Future Work
The two biggest limitations of FD are no support for conditionals involving FD variables and code size that scales with number of operations.
The first can be dealt with by modifying make_function
. The new generated code would have three distinct steps:
- Evaluate conditionals that involve FD variables and generate a bit vector of the boolean values.
- Index into a dictionary with the bit vector to see if this combination of conditionals has been seen before. If it has use the previously generated executable.
- If necessary generate a new executable where the conditional values are all known. Generate the new expression graph and compute and complile the derivative code and cache it.
The size of the dictionary can be allowed to grow arbitrarily or an LRU type scheme can be used to discard the least recently used executable from the cahce.
If the set of conditials has good temporal locality then it shouldn't be necessary to recompile very often. The amortized cost should be good.
When expression graphs get larger than about 10^5 nodes LLVM compilation time rises rapidly and can be extremely long. Large programs cannot fit in the smallest and fastest caches, so performance will be limited by cache memory bandwidth, because each instruction is executed only once. In the worst case the runtime generated function wouldn't even fit in the L3 cache and performance would be limited by main memory bandwidth.
A method for dealing with excessive code size is loop rerolling. FD essentially unrolls all loops so vector operations become scalar operations. It should be possible to recognize certain common patterns of unrolling and to undo them. Undoing the unrolling all the way back to the original source expression isn't necessary so long as the code size can be substantially reduced.

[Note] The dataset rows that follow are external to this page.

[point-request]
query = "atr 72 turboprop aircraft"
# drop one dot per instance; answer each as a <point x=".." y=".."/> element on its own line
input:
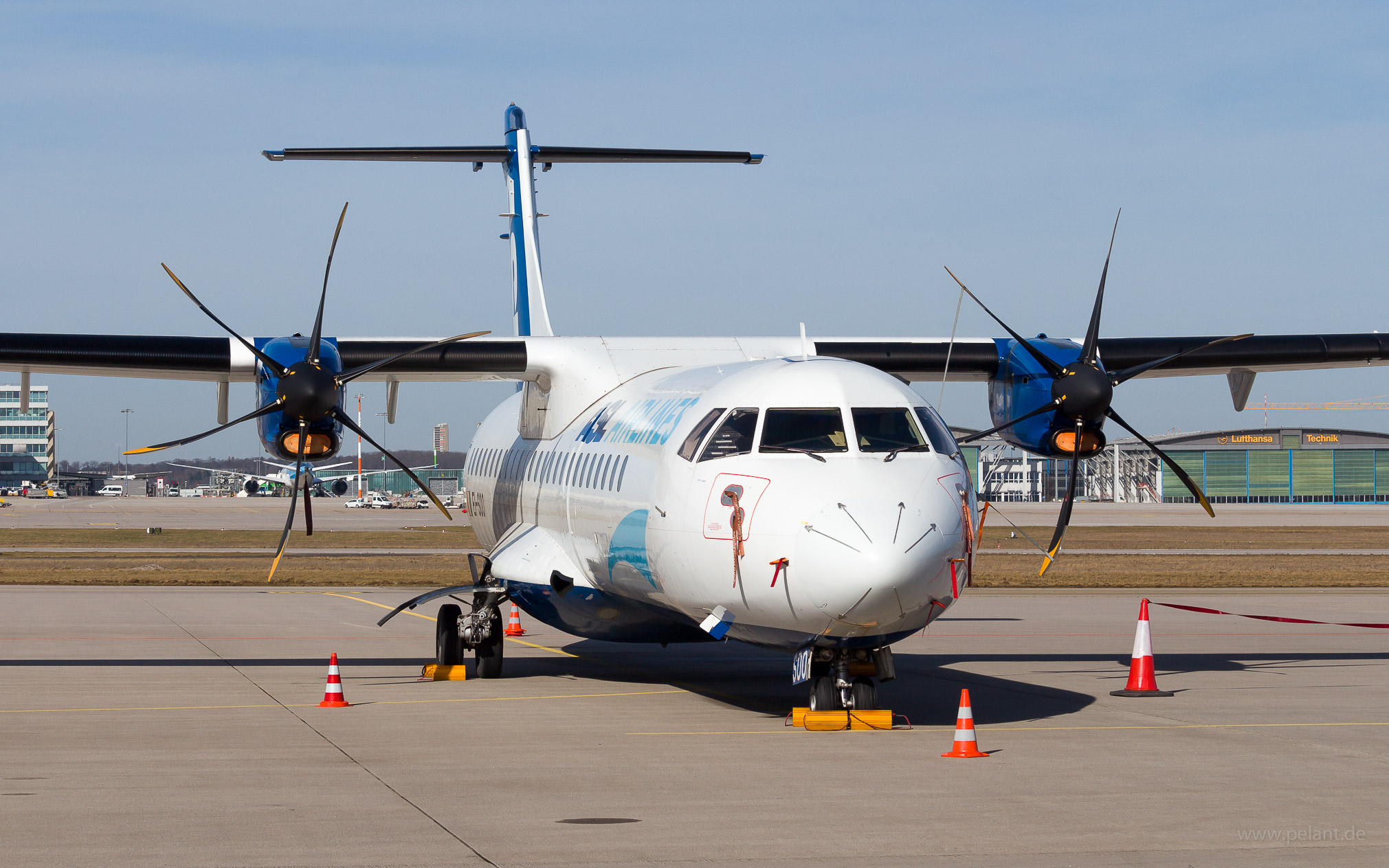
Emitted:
<point x="788" y="492"/>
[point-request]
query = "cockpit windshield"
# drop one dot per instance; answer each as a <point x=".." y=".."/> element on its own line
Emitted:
<point x="734" y="436"/>
<point x="882" y="430"/>
<point x="813" y="430"/>
<point x="938" y="431"/>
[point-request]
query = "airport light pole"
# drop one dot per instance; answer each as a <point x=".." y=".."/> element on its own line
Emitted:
<point x="359" y="396"/>
<point x="382" y="454"/>
<point x="126" y="414"/>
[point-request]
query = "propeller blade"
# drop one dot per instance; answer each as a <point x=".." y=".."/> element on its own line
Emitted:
<point x="1181" y="474"/>
<point x="1010" y="423"/>
<point x="266" y="360"/>
<point x="293" y="496"/>
<point x="256" y="413"/>
<point x="1050" y="367"/>
<point x="346" y="420"/>
<point x="346" y="377"/>
<point x="1118" y="377"/>
<point x="309" y="511"/>
<point x="318" y="321"/>
<point x="1063" y="521"/>
<point x="1092" y="332"/>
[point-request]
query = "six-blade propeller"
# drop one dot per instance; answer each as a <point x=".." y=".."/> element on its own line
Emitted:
<point x="1082" y="392"/>
<point x="309" y="393"/>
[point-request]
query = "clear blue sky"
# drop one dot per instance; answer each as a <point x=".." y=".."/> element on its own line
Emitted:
<point x="1245" y="142"/>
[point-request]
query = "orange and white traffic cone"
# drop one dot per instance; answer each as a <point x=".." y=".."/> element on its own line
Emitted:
<point x="964" y="748"/>
<point x="1142" y="678"/>
<point x="334" y="689"/>
<point x="514" y="623"/>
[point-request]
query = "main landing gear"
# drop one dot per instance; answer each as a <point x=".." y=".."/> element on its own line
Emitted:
<point x="845" y="680"/>
<point x="478" y="631"/>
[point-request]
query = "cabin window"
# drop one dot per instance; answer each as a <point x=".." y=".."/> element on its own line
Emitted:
<point x="880" y="430"/>
<point x="734" y="436"/>
<point x="938" y="431"/>
<point x="696" y="435"/>
<point x="816" y="430"/>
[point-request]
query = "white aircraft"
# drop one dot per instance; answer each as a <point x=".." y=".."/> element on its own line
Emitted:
<point x="307" y="477"/>
<point x="788" y="492"/>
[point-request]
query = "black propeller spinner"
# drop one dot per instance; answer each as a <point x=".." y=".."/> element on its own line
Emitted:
<point x="306" y="392"/>
<point x="1082" y="392"/>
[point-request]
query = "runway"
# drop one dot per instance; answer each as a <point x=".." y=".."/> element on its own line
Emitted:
<point x="209" y="514"/>
<point x="269" y="514"/>
<point x="181" y="726"/>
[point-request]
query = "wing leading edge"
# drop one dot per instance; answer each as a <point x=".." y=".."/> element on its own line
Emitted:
<point x="911" y="359"/>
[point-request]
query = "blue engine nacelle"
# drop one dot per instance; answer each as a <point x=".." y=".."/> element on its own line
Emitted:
<point x="281" y="435"/>
<point x="1021" y="385"/>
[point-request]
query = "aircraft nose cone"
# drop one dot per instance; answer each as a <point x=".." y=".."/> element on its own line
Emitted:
<point x="871" y="563"/>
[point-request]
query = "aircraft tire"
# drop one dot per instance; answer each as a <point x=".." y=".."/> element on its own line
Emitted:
<point x="865" y="695"/>
<point x="489" y="653"/>
<point x="823" y="695"/>
<point x="447" y="646"/>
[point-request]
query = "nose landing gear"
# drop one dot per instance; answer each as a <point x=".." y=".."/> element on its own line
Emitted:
<point x="845" y="678"/>
<point x="478" y="631"/>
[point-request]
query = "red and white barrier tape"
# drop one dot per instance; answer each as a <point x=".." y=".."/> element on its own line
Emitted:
<point x="1216" y="612"/>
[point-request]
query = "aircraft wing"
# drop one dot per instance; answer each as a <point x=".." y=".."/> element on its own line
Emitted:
<point x="530" y="359"/>
<point x="210" y="470"/>
<point x="351" y="477"/>
<point x="225" y="360"/>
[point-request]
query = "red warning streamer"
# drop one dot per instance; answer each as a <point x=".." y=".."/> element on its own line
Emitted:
<point x="1216" y="612"/>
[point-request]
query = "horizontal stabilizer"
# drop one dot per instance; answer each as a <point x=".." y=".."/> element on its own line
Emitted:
<point x="424" y="155"/>
<point x="500" y="155"/>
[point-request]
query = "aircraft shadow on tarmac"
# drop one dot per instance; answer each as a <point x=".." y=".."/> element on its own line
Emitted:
<point x="927" y="688"/>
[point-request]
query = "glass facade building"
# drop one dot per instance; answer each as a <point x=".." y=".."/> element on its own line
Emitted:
<point x="1281" y="465"/>
<point x="24" y="438"/>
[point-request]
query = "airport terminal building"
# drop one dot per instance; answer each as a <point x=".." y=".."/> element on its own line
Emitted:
<point x="24" y="436"/>
<point x="1281" y="465"/>
<point x="1242" y="465"/>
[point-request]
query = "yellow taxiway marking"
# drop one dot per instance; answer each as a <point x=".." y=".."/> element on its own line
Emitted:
<point x="328" y="593"/>
<point x="753" y="732"/>
<point x="401" y="702"/>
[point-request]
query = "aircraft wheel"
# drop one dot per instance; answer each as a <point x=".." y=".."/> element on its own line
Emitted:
<point x="823" y="695"/>
<point x="865" y="695"/>
<point x="447" y="647"/>
<point x="489" y="653"/>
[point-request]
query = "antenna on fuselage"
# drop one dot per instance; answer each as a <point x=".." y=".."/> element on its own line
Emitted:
<point x="518" y="157"/>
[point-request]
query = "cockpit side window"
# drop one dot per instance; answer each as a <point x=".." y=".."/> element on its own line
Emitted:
<point x="882" y="430"/>
<point x="938" y="431"/>
<point x="816" y="430"/>
<point x="692" y="442"/>
<point x="734" y="436"/>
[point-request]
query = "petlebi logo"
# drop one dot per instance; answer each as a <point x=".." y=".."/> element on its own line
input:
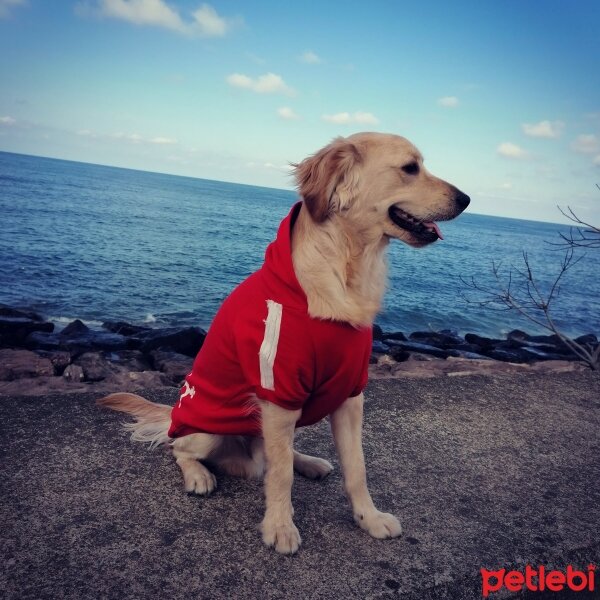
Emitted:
<point x="538" y="579"/>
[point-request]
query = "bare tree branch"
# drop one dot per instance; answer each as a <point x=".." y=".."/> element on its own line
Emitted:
<point x="584" y="235"/>
<point x="528" y="299"/>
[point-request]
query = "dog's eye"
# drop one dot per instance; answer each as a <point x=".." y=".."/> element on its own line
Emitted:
<point x="411" y="168"/>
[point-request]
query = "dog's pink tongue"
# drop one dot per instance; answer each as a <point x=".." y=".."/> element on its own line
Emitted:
<point x="434" y="226"/>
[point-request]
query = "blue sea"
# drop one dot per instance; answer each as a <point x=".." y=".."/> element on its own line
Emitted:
<point x="103" y="243"/>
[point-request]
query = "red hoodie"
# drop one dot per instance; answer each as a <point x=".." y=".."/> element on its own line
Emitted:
<point x="263" y="342"/>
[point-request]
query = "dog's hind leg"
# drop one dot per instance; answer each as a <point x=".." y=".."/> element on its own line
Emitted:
<point x="311" y="467"/>
<point x="190" y="449"/>
<point x="241" y="456"/>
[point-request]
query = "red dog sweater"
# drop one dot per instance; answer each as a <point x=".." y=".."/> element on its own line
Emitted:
<point x="263" y="342"/>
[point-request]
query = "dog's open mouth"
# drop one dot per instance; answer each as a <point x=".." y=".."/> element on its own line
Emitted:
<point x="426" y="230"/>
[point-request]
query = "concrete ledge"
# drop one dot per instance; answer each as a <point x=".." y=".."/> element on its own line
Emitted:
<point x="482" y="471"/>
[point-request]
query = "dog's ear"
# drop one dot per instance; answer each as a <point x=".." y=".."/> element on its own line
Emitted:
<point x="319" y="177"/>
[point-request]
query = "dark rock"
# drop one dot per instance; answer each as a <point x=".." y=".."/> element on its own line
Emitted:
<point x="123" y="328"/>
<point x="438" y="339"/>
<point x="482" y="342"/>
<point x="589" y="338"/>
<point x="133" y="360"/>
<point x="473" y="355"/>
<point x="399" y="355"/>
<point x="377" y="332"/>
<point x="95" y="366"/>
<point x="73" y="373"/>
<point x="395" y="335"/>
<point x="9" y="311"/>
<point x="410" y="346"/>
<point x="75" y="328"/>
<point x="60" y="359"/>
<point x="174" y="365"/>
<point x="524" y="354"/>
<point x="18" y="364"/>
<point x="466" y="348"/>
<point x="379" y="346"/>
<point x="86" y="341"/>
<point x="40" y="340"/>
<point x="451" y="332"/>
<point x="184" y="341"/>
<point x="14" y="330"/>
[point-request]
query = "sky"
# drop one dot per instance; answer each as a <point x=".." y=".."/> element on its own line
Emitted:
<point x="501" y="97"/>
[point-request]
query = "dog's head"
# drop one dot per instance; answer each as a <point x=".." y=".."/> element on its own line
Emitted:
<point x="377" y="183"/>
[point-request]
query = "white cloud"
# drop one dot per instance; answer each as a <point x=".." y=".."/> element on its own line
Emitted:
<point x="543" y="129"/>
<point x="205" y="22"/>
<point x="586" y="143"/>
<point x="136" y="138"/>
<point x="310" y="58"/>
<point x="345" y="118"/>
<point x="7" y="5"/>
<point x="209" y="23"/>
<point x="163" y="141"/>
<point x="511" y="150"/>
<point x="285" y="112"/>
<point x="264" y="84"/>
<point x="448" y="101"/>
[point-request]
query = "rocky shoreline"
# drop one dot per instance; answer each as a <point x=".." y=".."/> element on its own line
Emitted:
<point x="36" y="359"/>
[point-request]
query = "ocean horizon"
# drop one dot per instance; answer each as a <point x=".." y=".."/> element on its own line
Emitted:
<point x="102" y="243"/>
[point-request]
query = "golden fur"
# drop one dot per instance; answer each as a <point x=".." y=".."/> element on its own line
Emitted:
<point x="358" y="193"/>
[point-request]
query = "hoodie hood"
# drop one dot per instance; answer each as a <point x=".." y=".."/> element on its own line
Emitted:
<point x="278" y="269"/>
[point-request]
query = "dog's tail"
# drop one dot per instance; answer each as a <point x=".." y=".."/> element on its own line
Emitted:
<point x="152" y="420"/>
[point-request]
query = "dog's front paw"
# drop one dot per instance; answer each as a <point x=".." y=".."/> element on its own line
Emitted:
<point x="312" y="467"/>
<point x="198" y="480"/>
<point x="379" y="525"/>
<point x="285" y="536"/>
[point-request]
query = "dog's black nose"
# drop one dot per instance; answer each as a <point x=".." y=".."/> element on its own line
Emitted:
<point x="462" y="200"/>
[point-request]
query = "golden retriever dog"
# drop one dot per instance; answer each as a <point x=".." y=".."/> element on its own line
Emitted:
<point x="357" y="193"/>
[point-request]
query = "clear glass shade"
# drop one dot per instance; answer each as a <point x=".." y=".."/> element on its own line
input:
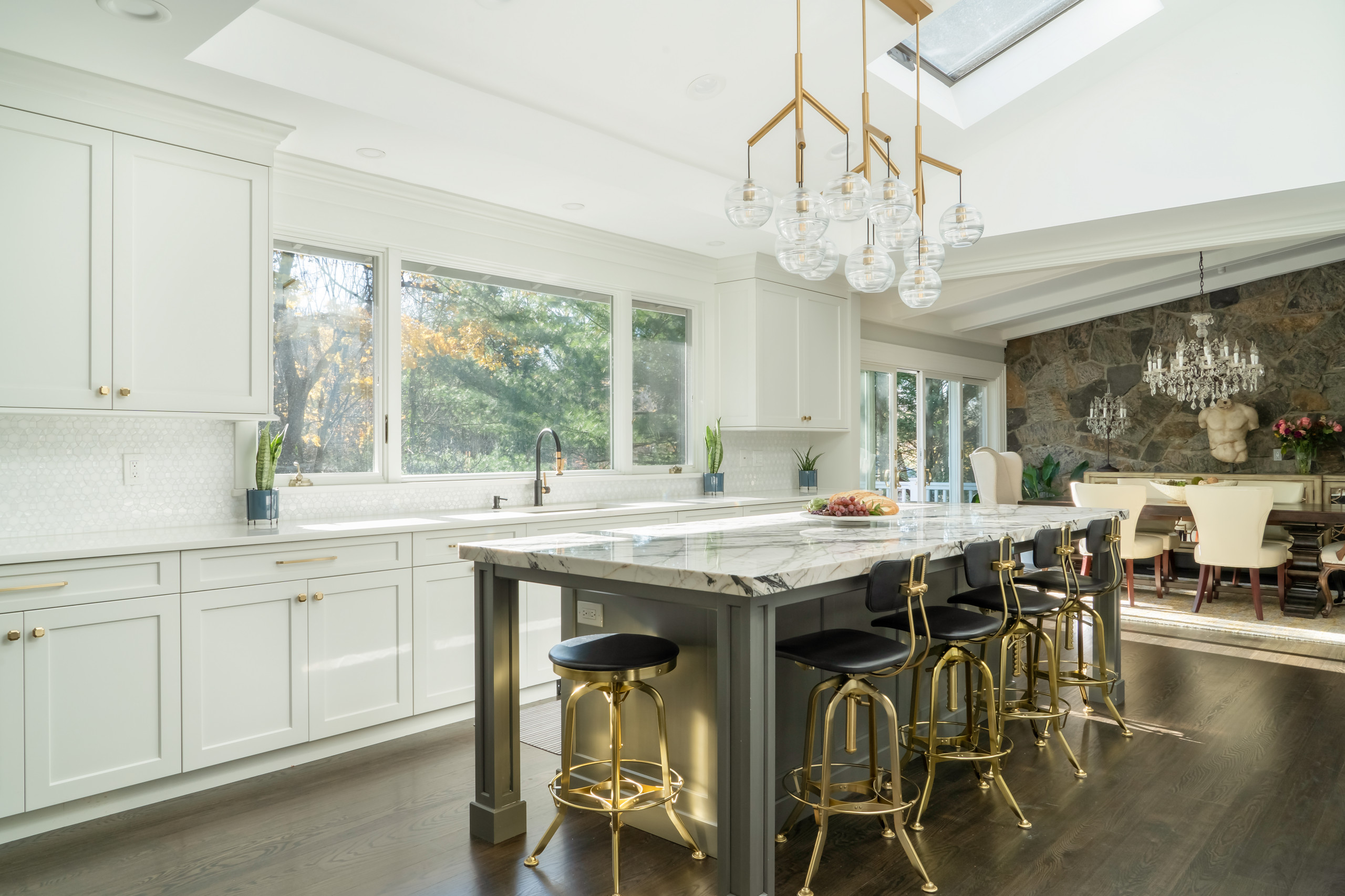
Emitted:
<point x="799" y="257"/>
<point x="920" y="287"/>
<point x="961" y="225"/>
<point x="871" y="269"/>
<point x="925" y="252"/>
<point x="846" y="198"/>
<point x="802" y="218"/>
<point x="891" y="204"/>
<point x="830" y="259"/>
<point x="748" y="205"/>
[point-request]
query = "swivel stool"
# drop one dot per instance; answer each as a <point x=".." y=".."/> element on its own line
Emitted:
<point x="614" y="665"/>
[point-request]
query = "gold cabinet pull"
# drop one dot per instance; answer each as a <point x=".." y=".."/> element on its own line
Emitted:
<point x="49" y="584"/>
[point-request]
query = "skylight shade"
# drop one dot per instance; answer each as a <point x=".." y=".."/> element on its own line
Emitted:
<point x="971" y="33"/>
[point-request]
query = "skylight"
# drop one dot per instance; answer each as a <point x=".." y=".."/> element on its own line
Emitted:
<point x="971" y="33"/>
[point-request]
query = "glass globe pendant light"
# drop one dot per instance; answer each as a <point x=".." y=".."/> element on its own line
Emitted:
<point x="799" y="257"/>
<point x="748" y="205"/>
<point x="830" y="259"/>
<point x="802" y="218"/>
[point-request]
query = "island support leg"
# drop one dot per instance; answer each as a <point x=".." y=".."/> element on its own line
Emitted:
<point x="498" y="810"/>
<point x="746" y="719"/>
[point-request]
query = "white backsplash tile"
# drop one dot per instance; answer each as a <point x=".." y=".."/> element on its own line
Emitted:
<point x="64" y="475"/>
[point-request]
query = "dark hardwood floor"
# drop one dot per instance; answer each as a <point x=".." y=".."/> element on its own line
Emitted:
<point x="1243" y="798"/>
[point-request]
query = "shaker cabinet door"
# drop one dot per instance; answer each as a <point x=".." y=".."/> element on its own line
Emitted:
<point x="359" y="652"/>
<point x="191" y="280"/>
<point x="102" y="697"/>
<point x="11" y="715"/>
<point x="244" y="672"/>
<point x="56" y="263"/>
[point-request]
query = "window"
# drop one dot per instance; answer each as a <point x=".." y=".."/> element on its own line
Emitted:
<point x="971" y="33"/>
<point x="658" y="384"/>
<point x="325" y="389"/>
<point x="489" y="362"/>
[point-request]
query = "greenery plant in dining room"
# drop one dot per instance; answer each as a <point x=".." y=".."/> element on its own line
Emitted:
<point x="1039" y="482"/>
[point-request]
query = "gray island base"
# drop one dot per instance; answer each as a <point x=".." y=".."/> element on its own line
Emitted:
<point x="726" y="591"/>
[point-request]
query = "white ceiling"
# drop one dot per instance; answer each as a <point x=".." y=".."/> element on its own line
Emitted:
<point x="1207" y="126"/>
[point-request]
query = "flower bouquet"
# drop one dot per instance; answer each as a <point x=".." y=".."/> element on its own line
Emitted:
<point x="1305" y="437"/>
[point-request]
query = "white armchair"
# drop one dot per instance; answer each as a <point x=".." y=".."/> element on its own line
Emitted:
<point x="998" y="475"/>
<point x="1233" y="529"/>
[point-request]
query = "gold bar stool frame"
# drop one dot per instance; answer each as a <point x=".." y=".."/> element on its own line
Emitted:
<point x="614" y="665"/>
<point x="856" y="655"/>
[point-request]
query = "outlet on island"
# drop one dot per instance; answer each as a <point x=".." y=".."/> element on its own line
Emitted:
<point x="588" y="612"/>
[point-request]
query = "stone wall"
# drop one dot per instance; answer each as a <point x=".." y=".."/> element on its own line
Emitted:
<point x="1298" y="324"/>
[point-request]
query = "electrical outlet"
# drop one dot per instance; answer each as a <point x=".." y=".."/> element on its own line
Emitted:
<point x="588" y="612"/>
<point x="133" y="470"/>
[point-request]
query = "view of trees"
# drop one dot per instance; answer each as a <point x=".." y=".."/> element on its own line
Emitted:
<point x="325" y="362"/>
<point x="486" y="368"/>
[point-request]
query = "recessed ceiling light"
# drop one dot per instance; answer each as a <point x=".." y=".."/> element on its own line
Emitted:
<point x="705" y="87"/>
<point x="136" y="10"/>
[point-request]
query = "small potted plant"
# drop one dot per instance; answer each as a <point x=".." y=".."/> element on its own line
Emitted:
<point x="263" y="501"/>
<point x="713" y="480"/>
<point x="808" y="470"/>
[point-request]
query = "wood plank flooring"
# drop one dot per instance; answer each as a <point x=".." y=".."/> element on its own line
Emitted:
<point x="1246" y="802"/>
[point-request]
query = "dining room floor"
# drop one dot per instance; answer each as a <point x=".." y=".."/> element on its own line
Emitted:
<point x="1231" y="786"/>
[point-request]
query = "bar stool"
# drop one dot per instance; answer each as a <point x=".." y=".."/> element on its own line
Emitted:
<point x="614" y="665"/>
<point x="984" y="563"/>
<point x="1102" y="544"/>
<point x="856" y="655"/>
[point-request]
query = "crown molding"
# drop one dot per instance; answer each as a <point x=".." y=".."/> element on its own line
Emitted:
<point x="61" y="92"/>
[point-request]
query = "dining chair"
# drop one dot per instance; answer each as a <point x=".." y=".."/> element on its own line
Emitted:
<point x="1134" y="545"/>
<point x="1231" y="525"/>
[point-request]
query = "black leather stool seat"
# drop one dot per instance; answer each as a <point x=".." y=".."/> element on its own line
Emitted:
<point x="613" y="652"/>
<point x="1031" y="603"/>
<point x="1056" y="579"/>
<point x="844" y="650"/>
<point x="946" y="623"/>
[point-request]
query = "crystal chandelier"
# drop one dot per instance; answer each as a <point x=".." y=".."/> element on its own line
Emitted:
<point x="1202" y="370"/>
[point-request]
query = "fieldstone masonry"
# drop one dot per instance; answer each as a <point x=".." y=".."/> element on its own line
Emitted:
<point x="1298" y="324"/>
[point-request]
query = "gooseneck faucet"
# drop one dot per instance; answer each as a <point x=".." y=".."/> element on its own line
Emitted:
<point x="540" y="486"/>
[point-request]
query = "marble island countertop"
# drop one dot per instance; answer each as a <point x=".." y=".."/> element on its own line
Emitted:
<point x="136" y="541"/>
<point x="772" y="554"/>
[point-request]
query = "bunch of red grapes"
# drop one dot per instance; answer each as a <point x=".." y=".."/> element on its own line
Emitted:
<point x="844" y="506"/>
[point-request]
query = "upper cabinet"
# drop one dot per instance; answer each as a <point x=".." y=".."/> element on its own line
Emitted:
<point x="133" y="275"/>
<point x="784" y="357"/>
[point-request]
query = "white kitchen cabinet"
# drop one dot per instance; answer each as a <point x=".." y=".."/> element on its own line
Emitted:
<point x="443" y="637"/>
<point x="784" y="358"/>
<point x="102" y="697"/>
<point x="359" y="652"/>
<point x="11" y="715"/>
<point x="244" y="672"/>
<point x="56" y="263"/>
<point x="191" y="280"/>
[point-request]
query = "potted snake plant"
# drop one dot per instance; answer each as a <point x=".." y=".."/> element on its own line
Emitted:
<point x="263" y="501"/>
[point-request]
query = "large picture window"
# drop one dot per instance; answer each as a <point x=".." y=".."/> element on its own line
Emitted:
<point x="488" y="362"/>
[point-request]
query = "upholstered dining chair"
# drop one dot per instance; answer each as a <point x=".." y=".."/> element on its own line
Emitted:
<point x="1231" y="525"/>
<point x="998" y="475"/>
<point x="1134" y="545"/>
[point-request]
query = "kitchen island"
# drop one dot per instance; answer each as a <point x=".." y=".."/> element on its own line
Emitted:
<point x="744" y="578"/>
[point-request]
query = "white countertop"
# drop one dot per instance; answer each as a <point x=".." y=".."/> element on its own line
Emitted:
<point x="140" y="541"/>
<point x="772" y="554"/>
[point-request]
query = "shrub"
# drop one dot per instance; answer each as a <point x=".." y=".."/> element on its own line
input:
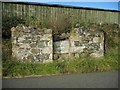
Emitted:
<point x="8" y="22"/>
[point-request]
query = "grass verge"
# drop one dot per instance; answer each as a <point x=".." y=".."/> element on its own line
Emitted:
<point x="14" y="68"/>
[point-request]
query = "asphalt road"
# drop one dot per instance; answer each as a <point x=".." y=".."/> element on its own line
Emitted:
<point x="90" y="80"/>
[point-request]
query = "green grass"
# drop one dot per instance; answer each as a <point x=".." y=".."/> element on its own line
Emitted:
<point x="14" y="68"/>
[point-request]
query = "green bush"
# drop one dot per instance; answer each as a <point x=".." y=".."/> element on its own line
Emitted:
<point x="8" y="22"/>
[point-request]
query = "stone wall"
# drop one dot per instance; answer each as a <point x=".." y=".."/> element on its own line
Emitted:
<point x="81" y="42"/>
<point x="31" y="44"/>
<point x="36" y="45"/>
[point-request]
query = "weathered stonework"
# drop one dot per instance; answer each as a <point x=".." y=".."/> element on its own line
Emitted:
<point x="81" y="42"/>
<point x="30" y="44"/>
<point x="36" y="45"/>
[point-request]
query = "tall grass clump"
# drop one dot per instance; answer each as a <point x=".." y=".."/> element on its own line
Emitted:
<point x="15" y="68"/>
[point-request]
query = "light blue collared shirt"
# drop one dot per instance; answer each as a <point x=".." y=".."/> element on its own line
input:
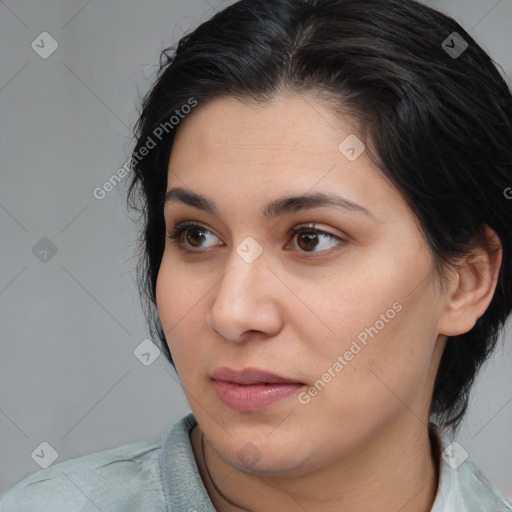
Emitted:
<point x="161" y="475"/>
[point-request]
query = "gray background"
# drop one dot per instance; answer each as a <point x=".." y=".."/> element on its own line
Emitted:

The most common pattern that causes code expansion is tensor contraction, which occurs in matrix-vector and matrix-matrix operations. These patterns are simple and should be easily recognized and rerolled. The original expression graph can be annotated with metadata that makes rerolling easier. For example:
julia> A = make_variables(:a,2,2)
2×2 Matrix{FastDifferentiation.Node}:
a1_1 a1_2
a2_1 a2_2
julia> b = make_variables(:b,2)
2-element Vector{FastDifferentiation.Node}:
b1
b2
julia> jacobian(cos.(A*b),vcat(vec(A),b))
2×6 Matrix{FastDifferentiation.Node}:
(-(sin(((a1_1 * b1) + (a1_2 * b2)))) * b1) 0.0 … (-(sin(((a1_1 * b1) + (a1_2 * b2)))) * a1_2)
0.0 (-(sin(((a2_1 * b1) + (a2_2 * b2)))) * b1) (-(sin(((a2_1 * b1) + (a2_2 * b2)))) * a2_2)
julia> A
2×2 Matrix{FastDifferentiation.Node}:
a1_1 a1_2
a2_1 a2_2
julia> b
2-element Vector{FastDifferentiation.Node}:
b1
b2
julia> A*b
2-element Vector{Any}:
((a1_1 * b1) + (a1_2 * b2))
((a2_1 * b1) + (a2_2 * b2))
julia> cos.(A*b)
2-element Vector{FastDifferentiation.Node{typeof(cos), 1}}:
cos(((a1_1 * b1) + (a1_2 * b2)))
cos(((a2_1 * b1) + (a2_2 * b2)))
julia> jacobian(ans,vcat(vec(A),b))
2×6 Matrix{FastDifferentiation.Node}:
(-(sin(((a1_1 * b1) + (a1_2 * b2)))) * b1) 0.0 … (-(sin(((a1_1 * b1) + (a1_2 * b2)))) * a1_2)
0.0 (-(sin(((a2_1 * b1) + (a2_2 * b2)))) * b1) (-(sin(((a2_1 * b1) + (a2_2 * b2)))) * a2_2)
Because the variable indices are carried in the variable names it should be relatively easy to spot tensor contraction sequences like this (a1_1 * b1) + (a1_2 * b2))
and replace them with a tensor contraction operator on matrix elements.
Another possibility is to use DynamicExpressions.jl instead of LLVM compilation of large runtime generated programs. When graph size goes above 10^5 nodes LLVM compilation time can increase dramatically, but DynamicExpressions can be quite fast at even larger scales and have reasonable performance. This would be especially useful when the function is changing frequently so compilation overhead cannot be amortized across many derivative evaluations.
Some hybrid of loop rerolling and DynamicExpressions may make it possible to scale FD to expressions several orders of magnitude larger than the current practical limit.
In the short term reducing memory allocations during the derivative computation stage should substantially improve performance.